ColossalAI/colossalai/inference/hybridengine/engine.py

202 lines
8.5 KiB
Python

import torch
import torch.distributed as dist
import torch.nn as nn
from transformers.tokenization_utils_base import BatchEncoding
from colossalai.cluster import ProcessGroupMesh
from colossalai.pipeline.schedule.generate import GenerateSchedule
from colossalai.pipeline.stage_manager import PipelineStageManager
from colossalai.shardformer import ShardConfig, ShardFormer
from colossalai.shardformer.policies.base_policy import Policy
from ..kvcache_manager import MemoryManager
from .microbatch_manager import MicroBatchManager
PP_AXIS, TP_AXIS = 0, 1
_supported_models = ["LlamaForCausalLM", "BloomForCausalLM", "LlamaGPTQForCausalLM", "SmoothLlamaForCausalLM", "ChatGLMForConditionalGeneration"]
class CaiInferEngine:
"""
CaiInferEngine is a class that handles the pipeline parallel inference.
Args:
tp_size (int): the size of tensor parallelism.
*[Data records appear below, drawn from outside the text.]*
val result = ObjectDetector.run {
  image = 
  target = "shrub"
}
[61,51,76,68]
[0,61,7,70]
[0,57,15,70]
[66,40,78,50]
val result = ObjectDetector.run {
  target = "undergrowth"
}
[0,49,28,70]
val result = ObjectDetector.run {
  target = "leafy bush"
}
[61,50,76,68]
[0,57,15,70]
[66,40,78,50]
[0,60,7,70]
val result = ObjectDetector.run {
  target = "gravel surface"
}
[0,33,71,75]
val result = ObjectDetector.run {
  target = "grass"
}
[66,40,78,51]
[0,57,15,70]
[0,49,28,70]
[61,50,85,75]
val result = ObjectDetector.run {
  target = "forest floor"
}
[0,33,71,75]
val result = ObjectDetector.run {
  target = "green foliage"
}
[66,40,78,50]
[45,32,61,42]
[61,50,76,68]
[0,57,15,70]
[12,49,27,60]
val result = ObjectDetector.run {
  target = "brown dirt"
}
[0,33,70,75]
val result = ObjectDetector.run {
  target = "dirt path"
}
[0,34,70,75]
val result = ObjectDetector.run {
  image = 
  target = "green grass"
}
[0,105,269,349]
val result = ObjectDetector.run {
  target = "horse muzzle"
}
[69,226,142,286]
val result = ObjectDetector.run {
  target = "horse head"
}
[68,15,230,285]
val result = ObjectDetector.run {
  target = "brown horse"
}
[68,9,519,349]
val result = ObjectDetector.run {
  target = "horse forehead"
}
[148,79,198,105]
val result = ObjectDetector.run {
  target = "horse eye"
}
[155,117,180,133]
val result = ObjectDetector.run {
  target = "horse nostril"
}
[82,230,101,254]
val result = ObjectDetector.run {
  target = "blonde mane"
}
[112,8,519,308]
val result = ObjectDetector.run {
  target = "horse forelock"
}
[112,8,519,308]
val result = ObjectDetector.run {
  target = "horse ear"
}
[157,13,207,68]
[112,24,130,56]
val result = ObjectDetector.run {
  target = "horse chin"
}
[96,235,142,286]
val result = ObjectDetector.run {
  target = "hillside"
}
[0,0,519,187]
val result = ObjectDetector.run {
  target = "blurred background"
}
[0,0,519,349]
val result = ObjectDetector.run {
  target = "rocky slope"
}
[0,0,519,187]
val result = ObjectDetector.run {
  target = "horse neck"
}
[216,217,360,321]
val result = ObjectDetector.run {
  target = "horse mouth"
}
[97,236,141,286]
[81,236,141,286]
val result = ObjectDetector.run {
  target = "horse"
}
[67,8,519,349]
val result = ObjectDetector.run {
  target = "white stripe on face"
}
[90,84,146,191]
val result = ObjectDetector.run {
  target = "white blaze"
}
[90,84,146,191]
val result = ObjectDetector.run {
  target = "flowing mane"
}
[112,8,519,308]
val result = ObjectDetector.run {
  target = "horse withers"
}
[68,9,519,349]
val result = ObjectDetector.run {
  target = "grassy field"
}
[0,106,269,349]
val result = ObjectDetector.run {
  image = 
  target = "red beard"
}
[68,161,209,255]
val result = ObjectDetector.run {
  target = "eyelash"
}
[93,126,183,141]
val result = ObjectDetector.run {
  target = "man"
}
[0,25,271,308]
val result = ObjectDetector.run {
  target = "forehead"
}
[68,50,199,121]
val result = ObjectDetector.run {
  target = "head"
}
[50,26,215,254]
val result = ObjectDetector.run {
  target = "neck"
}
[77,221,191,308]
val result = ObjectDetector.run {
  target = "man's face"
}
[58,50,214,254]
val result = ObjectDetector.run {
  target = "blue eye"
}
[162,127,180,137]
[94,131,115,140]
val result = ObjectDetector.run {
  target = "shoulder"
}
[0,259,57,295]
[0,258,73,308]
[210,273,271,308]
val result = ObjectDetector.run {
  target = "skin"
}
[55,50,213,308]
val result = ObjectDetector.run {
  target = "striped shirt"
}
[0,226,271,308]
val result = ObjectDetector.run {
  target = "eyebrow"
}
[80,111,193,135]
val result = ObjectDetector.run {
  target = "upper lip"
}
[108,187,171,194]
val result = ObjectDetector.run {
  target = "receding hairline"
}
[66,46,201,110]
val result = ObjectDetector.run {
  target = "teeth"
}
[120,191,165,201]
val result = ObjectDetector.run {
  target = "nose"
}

pp_size (int): the size of pipeline parallelism.
model (`nn.Module`): the model not in pipeline style, and will be modified with `ShardFormer`.
model_policy (`colossalai.shardformer.policies.base_policy.Policy`): the policy to shardformer model.
micro_batch_size (int): the micro batch size.
micro_batch_buffer_size (int): the buffer size for micro batch. Normally, it should be the same as the number of pipeline stages.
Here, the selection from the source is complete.